A look back at a decade of advances in management of peripheral vascular disease prompted this short summary of big changes.
Recently I read an excellent review article from 2014 in Nature Reviews/Cardiology1and it prompted me to revisit how we manage peripheral vascular disease (PVD). The author’s perspective and intent were evident in the title, “10 years of breakthroughs in peripheral vascular disease.” It was a well-guided trip down memory lane that touched on every significant change in the way we have approached PVD over time and brought as almost to the present. The author’s literature review covers a decade of breakthroughs that have impacted quality and outcomes in PVD. It is a fast read and I commend it highly to primary care physicians who see these patients every day.
A synopsis may pique your interest.
It used to be that aspirin was the “be all and end all” of PVD management.1 But 2 studies (2008,2 20103) fostered change. Cardiovascular endpoints-and in the 2010 study, lower extremity amputations as well3-were no different between aspirin and placebo groups. The new approach was to rely on clopidogrel.4 In fact, studies that added aspirin to clopidogrel saw no impact on outcomes.4 Other reviews supported the clopidogrel approach.5,6 In fact, of the multiple agents and combinations studied at the time, clopidogrel monotherapy had the best benefit-harm profile.6 Warfarin does not have a role in PVD treatment unless other indications (eg, atrial fibrillation) are present.
The screening test of choice for PVD-the ankle-brachial index (ABI)-is non-invasive. It is recommended in patients age ≥65 years, aged 50 to 64 years with atherosclerotic risk factors (smoking) or family history, age <50 years with diabetes and 1 additional risk factor, or known atherosclerotic disease in another vascular bed with risk factors, and in those individuals with typical or atypical limb symptoms such as weakness, paresthesias, exertional discomfort, and/or slow healing ulcers.7
The review looked at other therapeutic updates for PVD including the role of exercise, importance of blood pressure control, and the benefits of cilostazol for PVD in individuals with claudication.
Supervised exercise training helps those with PVD and intermittent claudication.5 The Framingham data demonstrated that hypertension increased claudication incidence 2-fold in men and 4-fold in women.7 A focused effort to bring blood pressures below target should now be standard of care. Renin-angiotensin-aldosterone agents are first-line.5 Ramipril as an antihypertensive may be associated with additional risk reductions in this group.5 Cilostazol increases walking distance and can be used in individuals with PVD and intermittent claudication without LV dysfunction.8
The last 10+ years plus have added substantially to the armamentarium directed at PVD. Primary care will continue to play a major role in managing these patients, including their common comorbidities.
1. Creager MA. 10 Years of breakthroughs in peripheral vascular disease. Nature Reviews/Cardiology 2014; 11 at www.nature.com/nrcardio.
2. Fowkes FG, Price JF, Stewart MC, et al. Aspirin for prevention of cardiovascular events in a general population screened for a low ankle brachial index: a randomized controlled trial. JAMA 2010; 303:841-848.
3. Beich J, MacCuish A, Campbell J, et al. The prevention of progression of arterial disease and diabetes (POPADAD) trial: factorial randomized placebo controlled trial of aspirin and antioxidants in patients with diabetes and asymptomatic peripheral arterial disease. BMJ 2008; 337:1840.

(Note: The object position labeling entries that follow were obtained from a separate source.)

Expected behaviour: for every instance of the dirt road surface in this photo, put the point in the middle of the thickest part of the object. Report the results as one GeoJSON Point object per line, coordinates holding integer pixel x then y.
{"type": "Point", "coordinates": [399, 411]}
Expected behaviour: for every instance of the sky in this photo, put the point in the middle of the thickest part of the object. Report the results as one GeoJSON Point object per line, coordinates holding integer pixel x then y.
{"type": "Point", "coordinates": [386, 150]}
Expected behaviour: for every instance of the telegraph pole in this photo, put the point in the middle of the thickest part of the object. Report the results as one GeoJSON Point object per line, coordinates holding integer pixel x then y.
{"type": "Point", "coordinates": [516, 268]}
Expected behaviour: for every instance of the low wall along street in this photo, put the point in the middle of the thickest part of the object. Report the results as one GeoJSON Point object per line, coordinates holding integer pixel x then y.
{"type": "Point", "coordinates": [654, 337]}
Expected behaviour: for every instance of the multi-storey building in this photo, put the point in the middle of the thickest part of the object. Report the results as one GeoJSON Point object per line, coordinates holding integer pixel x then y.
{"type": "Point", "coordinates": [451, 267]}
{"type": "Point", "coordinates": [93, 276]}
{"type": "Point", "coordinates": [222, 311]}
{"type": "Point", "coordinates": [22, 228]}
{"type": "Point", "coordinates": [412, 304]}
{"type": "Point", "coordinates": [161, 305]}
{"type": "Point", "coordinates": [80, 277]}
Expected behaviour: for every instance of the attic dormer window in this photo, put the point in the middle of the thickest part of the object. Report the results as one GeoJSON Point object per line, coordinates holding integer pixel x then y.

4. Jones WS, Schmit KM, Vemulapalli S, et al. Treatment strategies for patients with Peripheral Artery Disease. Rockville (MD): Agency for Healthcare Research and Quality (US); 2013 May. Report No.: 13-EHC090-EF. AHRQ Comparative Effectiveness Reviews.
5. Simmons A, Steffen K, Sanders S. Medical therapy for peripheral arterial disease. Curr Opin Cardiol. 2012; 27:593-597.
6. Katsanos K, Spiliopoulos S, Saha P, et al. Comparative efficacy and safety of different antiplatelet agents for prevention of major cardiovascular events and leg amputations with peripheral arterial dissease: a systematic reivew and network meta-analysis. Plos One Doi:10.1371/journal.pone.0135692, August 14, 2015.
7. Tattersall MC, Johnson HM, Mason PJ. Contemporary and optimal medical management of peripheral arterial disease. Surg Clin N Am. 2013; 93:761-778.
8. Bedenis R, Stewart M, Cleanthis M, et. al. Cilostazol for intermittent claudication. Cochrane Database Syst. Rev. 2014; doi:10.1002/14651858.CD003748.pub4.